Late Sunday morning, still in pajamas, I sit cross-legged on the sofa, looking through a dusty storage box for a photograph of my mom. I don’t have a specific one in mind, it’s more of a treasure hunt. I hope to find a photo I haven’t seen in so many years that it feels brand new, a gift to me on Mother’s Day. Pictures of my mom are rare, she was either hiding from the camera or behind it. I go through several stacks, but nothing yet. I open an envelope marked “Oregon 84.” My parents lived there for several years, and I visited most summers with my husband and kids. Perhaps this is the lucky deck. I flip through images of mountain landscapes, farmland dotted with mom’s sheep, and my children playing among goats. But not a single picture of my mom.
Happily reminiscing I am suddenly confused by an image. It’s out of place, the setting all wrong. Taken a couple years after my divorce it doesn’t belong in this stack. I fix my eyes on him. He is glancing over his shoulder toward the camera. I had called his name and snapped the shot. I study the next few photos; one he took me, my mirrored reflection as I applied mascara. Another I took of him napping on my bed. And the last one, I had set the timer on my old 35mm camera and captured the two of us in the shower. Only our wet heads and bare shoulders exposed. I could have sworn I had thrown away these photographs. We didn’t last, and I wanted to erase all reminders of him, of us. It was nearly twenty-five years before I saw him again. Betting on destiny, I had high hopes for another chance. And then no hope at all.
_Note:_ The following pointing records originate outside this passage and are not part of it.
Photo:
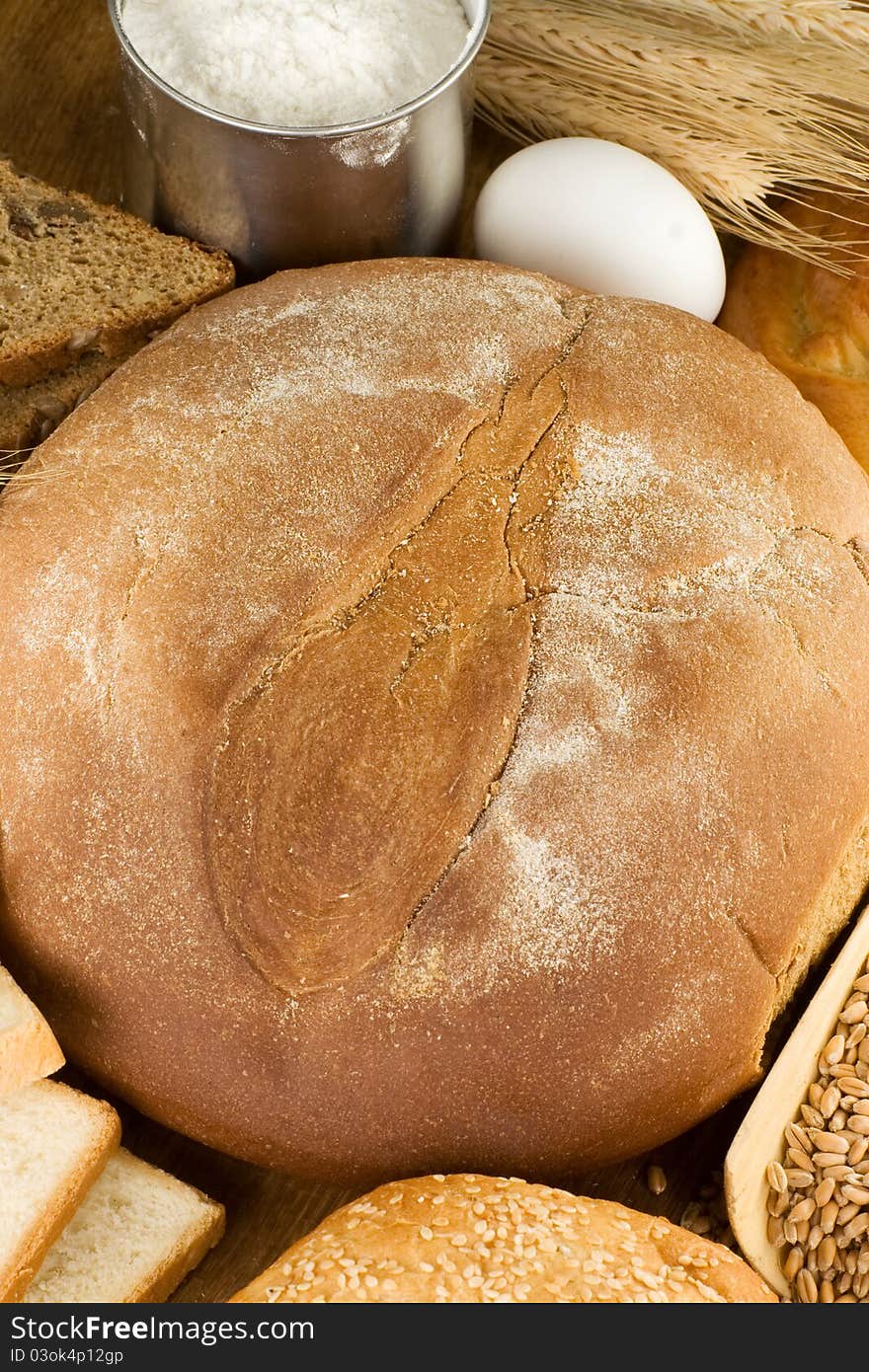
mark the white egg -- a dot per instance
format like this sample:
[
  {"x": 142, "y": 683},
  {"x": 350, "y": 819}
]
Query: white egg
[{"x": 602, "y": 217}]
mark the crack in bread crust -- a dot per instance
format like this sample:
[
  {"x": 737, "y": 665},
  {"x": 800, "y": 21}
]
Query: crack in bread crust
[{"x": 285, "y": 908}]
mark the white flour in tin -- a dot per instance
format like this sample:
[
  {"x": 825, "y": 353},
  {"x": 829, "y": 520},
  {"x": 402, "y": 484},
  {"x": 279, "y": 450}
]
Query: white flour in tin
[{"x": 298, "y": 62}]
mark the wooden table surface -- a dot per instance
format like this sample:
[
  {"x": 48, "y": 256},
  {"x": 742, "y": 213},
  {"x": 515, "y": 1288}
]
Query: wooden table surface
[{"x": 60, "y": 119}]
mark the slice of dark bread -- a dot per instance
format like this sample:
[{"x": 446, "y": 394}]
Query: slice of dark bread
[
  {"x": 83, "y": 277},
  {"x": 29, "y": 414}
]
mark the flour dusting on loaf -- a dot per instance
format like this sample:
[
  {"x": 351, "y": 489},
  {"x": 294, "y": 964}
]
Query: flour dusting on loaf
[{"x": 443, "y": 660}]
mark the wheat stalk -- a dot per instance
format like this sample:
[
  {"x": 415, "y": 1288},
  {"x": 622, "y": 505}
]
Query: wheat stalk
[{"x": 745, "y": 101}]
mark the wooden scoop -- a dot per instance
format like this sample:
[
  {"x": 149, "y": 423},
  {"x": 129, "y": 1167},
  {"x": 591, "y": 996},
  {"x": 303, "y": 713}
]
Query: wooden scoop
[{"x": 760, "y": 1136}]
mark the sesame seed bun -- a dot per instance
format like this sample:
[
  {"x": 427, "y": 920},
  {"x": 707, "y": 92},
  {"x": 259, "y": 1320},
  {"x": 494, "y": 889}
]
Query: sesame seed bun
[{"x": 495, "y": 1239}]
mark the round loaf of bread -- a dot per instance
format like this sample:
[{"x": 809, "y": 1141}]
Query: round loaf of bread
[
  {"x": 470, "y": 1239},
  {"x": 435, "y": 721}
]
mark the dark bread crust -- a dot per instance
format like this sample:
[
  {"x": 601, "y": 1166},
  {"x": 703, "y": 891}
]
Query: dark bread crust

A few years ago finding these pictures would have prompted me to call him, a sign from the Universe I simply couldn’t ignore. And while I still believe in the magic of the Universe, I interpret its messages differently now. I no longer see them as calls to action. I think of them more as food for thought. So, I thought a lot. I wondered why I had been drawn to him so many years later. Why had I pinned so much hope on him?. The answers were in the photographs resting in my hands. There was something alluring about old romance rekindled. I fell in love with our history. Love found, and lost, and found again. I’ve always been a sucker for a good story, second chances and happy endings. He loved a good story too, but he didn’t need to revisit the past to find one. He was always certain there was something, or someone, better ahead. And he found it.
I come up empty handed in the search for a photograph of my mom. I settle for one she took of us kids, her greatest treasure, and that makes me smile. As for the pictures I found of him and me? Well, they were mixed in with a zillion other memories, another chapter in my life. Not my whole life.
I didn’t find the prize photo, but I did find perspective.